As to the first prong, the Magistrate Judge was extensive in her review of the record, concluding that while “Petitioner was arguably diligent in pursuing his claims until September 2012,” there were “ten years of inactivity by Petitioner in his cases” from September 2012 to April 2023. (Doc. 12 p. 10-11). In his objections, Petitioner actually admits that “yes for many years [the] case remained inactive” because “he wanted to knock out the longest of sentences before he resume[d] appeals.” (Doc. 13 p. 6). He further explains that the reason he did not file for relief after 2012 was because “he doesn't know how pro per, and recently in March of 2023 he found someone he trusts with his freedom to try and help him seek relief.” (Doc. 13 p. 6).
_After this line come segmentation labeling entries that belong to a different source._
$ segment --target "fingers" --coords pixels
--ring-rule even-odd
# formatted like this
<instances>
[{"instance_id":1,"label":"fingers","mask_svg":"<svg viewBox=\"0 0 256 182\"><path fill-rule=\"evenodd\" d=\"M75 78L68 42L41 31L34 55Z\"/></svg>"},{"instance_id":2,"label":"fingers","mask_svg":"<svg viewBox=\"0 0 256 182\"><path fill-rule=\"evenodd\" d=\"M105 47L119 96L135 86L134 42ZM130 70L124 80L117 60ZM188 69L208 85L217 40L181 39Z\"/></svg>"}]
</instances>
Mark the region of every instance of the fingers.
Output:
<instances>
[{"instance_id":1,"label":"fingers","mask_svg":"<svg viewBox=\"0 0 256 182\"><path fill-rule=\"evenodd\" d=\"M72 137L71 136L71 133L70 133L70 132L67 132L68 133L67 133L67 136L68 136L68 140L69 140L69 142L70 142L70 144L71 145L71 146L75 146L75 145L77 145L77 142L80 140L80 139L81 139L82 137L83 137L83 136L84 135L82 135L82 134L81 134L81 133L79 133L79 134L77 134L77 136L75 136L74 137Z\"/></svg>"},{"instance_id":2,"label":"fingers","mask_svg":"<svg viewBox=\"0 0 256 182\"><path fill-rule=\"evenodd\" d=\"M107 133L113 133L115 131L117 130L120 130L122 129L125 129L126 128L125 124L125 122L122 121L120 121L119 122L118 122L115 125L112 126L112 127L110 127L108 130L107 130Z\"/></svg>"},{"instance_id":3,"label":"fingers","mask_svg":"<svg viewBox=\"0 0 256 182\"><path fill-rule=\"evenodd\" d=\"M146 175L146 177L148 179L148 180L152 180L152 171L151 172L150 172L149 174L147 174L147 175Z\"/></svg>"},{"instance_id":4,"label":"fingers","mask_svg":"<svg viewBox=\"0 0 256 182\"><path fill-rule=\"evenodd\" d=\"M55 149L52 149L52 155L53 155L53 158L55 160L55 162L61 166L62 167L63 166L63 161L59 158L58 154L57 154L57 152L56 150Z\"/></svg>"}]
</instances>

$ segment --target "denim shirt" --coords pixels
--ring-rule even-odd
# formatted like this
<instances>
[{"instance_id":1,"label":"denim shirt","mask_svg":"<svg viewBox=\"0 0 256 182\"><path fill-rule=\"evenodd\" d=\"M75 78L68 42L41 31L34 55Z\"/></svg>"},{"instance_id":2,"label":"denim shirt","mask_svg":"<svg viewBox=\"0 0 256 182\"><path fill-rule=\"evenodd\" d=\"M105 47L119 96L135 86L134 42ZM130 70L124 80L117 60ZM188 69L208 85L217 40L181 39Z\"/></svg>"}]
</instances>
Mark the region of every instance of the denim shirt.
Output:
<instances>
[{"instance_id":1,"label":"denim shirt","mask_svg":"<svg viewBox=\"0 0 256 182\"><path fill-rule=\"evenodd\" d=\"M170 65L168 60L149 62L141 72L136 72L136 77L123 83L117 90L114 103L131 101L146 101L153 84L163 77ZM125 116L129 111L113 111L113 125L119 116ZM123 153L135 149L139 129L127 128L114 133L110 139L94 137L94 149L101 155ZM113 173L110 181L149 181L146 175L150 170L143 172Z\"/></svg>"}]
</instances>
Petitioner's explanations and alleged diligence in pursuing his claims “with the motions dated starting from March 2023 on forward” are simply irrelevant; the fact remains that there were ten years of inactivity and Petitioner cannot meet the first prong of the test. (Doc. 13 p. 6). Accordingly, the Court agrees with the Magistrate Judge and Respondents that Petitioner is not entitled to equitable tolling. This objection is overruled.
The Court, like the Magistrate Judge, “disagrees with Petitioner's argument that the superior court invited his untimely PCR petition in 2023.” (Doc. 12 p. 11-13).
d. Post-Conviction Relief Deadline
Petitioner finally contends that “[t]here is a question of w[h]ether Rule 32.4(a) is constitutional, since the ninety day time limitation was enacted by state statute . . . [a]nd not by the Arizona Supreme Court itself.” (Doc. 13 p. 7); see Ariz. R. Crim. P. 32.4(b)(3)(A) (setting time limits for filing Notice for Post-Conviction Relief). Petitioner does not include any other support for this claim.
Generally, alleged errors of state law are not cognizable on habeas. See Cooper v. Neven, 641 F.3d 322, 331-32 (9th Cir. 2011) (“[A] petition alleging errors in the state postconviction review process is not addressable through habeas corpus proceedings.”). “When the state law error rises to the level of a due process violation, however, federal habeas review is available.” Smith v. Ryan, 823 F.3d 1270, 1282 (9th Cir. 2016) (citing Lewis v. Jeffers, 497 U.S. 764, 780 (1990)).
In his objections, while he does refer to due process elsewhere, Petitioner has not alleged that this state law issue rises to the level of a due process violation. Therefore, this objection falls within the general rule that this Court will not consider errors of state law as a basis for habeas relief. Accordingly, this objection is overruled.
IV. Motion to Strike
Petitioner filed a reply to Respondents' reply to Petitioner's objections. (Doc. 15). However, a reply to the reply is not permitted under the Rules. See Fed.R.Civ.P. 7, 72(b)(2); LRCiv. P. 7.2. Respondents moved to strike Petitioner's reply because it is an impermissible surreply. (Doc. 16). While Respondents are correct that procedurally a surreply is not permitted, the Court nonetheless considered the surreply and it did not change the outcome of this case. As a result, the motion to strike will be denied.
V. Conclusion
Based on the foregoing, IT IS ORDERED that the Motion to Strike (Doc. 16) the surreply (Doc. 15) is denied.
IT IS FURTHER ORDERED that the Report & Recommendation (Doc. 12) is accepted and adopted; the objections (Doc. 13) are overruled. The Petition in this case is denied with prejudice, and the Clerk of the Court shall enter judgment accordingly.
IT IS FURTHER ORDERED that a certificate of appealability is denied. Dismissal of this Petition is based on a plain procedural bar, and jurists of reason would not find this Court's procedural ruling debatable. See Slack v. McDaniel, 529 U.S. 473, 484 (2000).